According to Dad, a man who I adored, when I was little like that cute picture up above, I played out in our tiny yard a lot. There was an old slapper of a screen door in the rooster wallpapered kitchen that opened into the fresh air and tiny green patch of backyard, complete with a clothesline. A wheel pulley nailed to the post on the back porch held ropey clothesline that traveled out to the telephone pole at the back corner of the  yard to another wheel pulley. All the ladies in the attached yards had the same set-up with the exception of the “smart family” two houses down. Mrs. English had a umbrella-type clothesline that looked like my other grandmother’s patio umbrella. It was very fancy-schmancy. The clothes pole stuck into a hole in a concrete pad. I got dizzy trying to follow all the different pieces of rope that seemed to zig and zag on that umbrella looking contraption.

But, the story I’m telling is about the ladies pinning their clothes to those lines. Every piece of clothing and anything cotten went on those ropes that ran to the back yards from porches and high-up windows.

The problem was the neighborhood crow, Jake. He’d come along and pull the pins off the lines and all the clothes would drop into the yards. The neighbor ladies and my Mom didn’t like Jake. Neither did I. But, my Dad loved him.

Jake provided Dad entertainment. He’d sit in the kitchen on a padded chair he’d swing around from the kitchen table, pour himself a Shlitz and watch the show in the yard. Fruit-Of-The-Looms, MaidenForms, girdles, diapers, big white underpants; they all eventually ended up in the grass. When Jake was done with the clothes it was Dad’s turn to direct the entertainment.

“Here Susie. Here’s a cookie, now go out in the yard and play.”

I’m thinking this was when my cowboy hat must have been hung on my spurs in the bedroom.

I’d take the cookie, swing the slapper open and go out into the yard to play and enjoy my cookie. That’s when Jake would show up, peck me on the head until I dropped my cookie and then the SOB would steal it and fly away.

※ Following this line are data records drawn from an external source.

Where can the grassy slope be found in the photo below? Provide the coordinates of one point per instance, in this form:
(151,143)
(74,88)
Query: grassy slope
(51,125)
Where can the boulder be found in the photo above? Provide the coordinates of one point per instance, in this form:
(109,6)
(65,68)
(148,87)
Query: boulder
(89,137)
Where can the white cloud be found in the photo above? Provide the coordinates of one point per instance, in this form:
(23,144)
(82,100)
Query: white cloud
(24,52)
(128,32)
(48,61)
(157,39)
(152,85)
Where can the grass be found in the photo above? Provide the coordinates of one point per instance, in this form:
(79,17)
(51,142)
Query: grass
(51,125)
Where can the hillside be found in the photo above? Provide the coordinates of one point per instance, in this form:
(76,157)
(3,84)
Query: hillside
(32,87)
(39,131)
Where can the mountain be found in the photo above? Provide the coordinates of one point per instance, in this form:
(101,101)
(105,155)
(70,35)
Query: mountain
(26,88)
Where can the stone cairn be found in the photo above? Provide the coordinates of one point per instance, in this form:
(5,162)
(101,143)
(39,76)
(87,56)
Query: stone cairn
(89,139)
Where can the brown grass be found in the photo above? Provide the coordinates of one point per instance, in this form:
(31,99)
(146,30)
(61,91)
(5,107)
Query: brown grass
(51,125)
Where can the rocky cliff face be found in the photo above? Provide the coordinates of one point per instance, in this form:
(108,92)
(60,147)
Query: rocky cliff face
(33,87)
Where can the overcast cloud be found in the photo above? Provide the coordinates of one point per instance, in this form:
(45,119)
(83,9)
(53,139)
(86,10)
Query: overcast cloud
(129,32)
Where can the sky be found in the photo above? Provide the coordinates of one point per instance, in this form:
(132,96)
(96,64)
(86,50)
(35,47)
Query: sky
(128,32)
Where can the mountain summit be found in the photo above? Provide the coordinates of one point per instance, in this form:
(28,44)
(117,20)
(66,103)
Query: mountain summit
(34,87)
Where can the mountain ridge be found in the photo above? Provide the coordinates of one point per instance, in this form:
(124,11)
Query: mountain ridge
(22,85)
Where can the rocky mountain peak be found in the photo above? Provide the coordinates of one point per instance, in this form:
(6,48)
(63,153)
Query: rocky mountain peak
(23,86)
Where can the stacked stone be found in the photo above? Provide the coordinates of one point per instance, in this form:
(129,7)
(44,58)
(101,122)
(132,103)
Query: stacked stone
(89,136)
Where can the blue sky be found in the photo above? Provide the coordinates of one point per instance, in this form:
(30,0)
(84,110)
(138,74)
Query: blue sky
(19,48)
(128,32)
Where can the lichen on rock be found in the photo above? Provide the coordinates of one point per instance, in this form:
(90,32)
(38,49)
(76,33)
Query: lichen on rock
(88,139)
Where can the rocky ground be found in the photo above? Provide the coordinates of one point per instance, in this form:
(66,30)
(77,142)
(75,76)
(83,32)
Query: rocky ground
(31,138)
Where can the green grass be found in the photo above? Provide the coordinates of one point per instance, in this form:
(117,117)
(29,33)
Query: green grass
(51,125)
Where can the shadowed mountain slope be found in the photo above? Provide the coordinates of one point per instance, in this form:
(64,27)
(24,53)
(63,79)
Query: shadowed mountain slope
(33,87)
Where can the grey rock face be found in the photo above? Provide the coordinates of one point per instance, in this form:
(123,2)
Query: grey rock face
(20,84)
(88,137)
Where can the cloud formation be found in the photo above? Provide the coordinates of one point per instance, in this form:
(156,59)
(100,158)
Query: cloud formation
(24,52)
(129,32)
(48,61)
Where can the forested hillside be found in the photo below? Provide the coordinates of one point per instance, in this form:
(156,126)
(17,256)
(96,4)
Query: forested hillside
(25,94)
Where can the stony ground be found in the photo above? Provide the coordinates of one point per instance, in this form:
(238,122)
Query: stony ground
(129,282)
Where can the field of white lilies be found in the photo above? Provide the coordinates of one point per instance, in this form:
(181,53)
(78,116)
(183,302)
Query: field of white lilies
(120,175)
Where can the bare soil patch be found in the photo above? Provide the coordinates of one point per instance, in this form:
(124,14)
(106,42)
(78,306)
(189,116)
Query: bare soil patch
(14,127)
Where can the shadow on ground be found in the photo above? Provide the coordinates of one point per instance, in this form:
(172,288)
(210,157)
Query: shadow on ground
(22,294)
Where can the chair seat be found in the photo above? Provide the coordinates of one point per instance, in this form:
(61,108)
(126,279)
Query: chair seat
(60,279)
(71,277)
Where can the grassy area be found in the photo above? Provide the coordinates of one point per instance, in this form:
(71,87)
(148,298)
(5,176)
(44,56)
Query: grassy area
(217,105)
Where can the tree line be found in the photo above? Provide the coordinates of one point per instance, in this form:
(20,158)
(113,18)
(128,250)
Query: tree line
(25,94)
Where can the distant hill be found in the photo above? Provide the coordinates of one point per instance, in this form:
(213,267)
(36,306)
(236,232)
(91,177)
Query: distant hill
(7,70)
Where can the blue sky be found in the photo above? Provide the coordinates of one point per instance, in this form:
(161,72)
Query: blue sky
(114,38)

Daddy would sit in the kitchen and laugh his ass off.

I’m sure I didn’t cry or have blood dripping down my cute little face or my Dad wouldn’t have repeated the scene as often as he said he did.

I entertained Dad and he in turn entertained me. Constantly. Wiggling his ears or his fake tooth. Doing it in church was especially entertaining. Of course that only happened at Christmas and Easter. We fed off each other as I grew and enjoyed the laughs and jokes we pulled on each other.

I lost him to cancer in 1988, two days after his 62nd birthday day and a few days after Father’s Day. June 25, 1988 is the day the laughter died.  I have resurrected it over the years. It was hard to laugh for a long time, but his gift to me was the gift of making people laugh and laughing with them.

I promise never to send any of you into the yard with a cookie, though. But, if I do–wear a hat.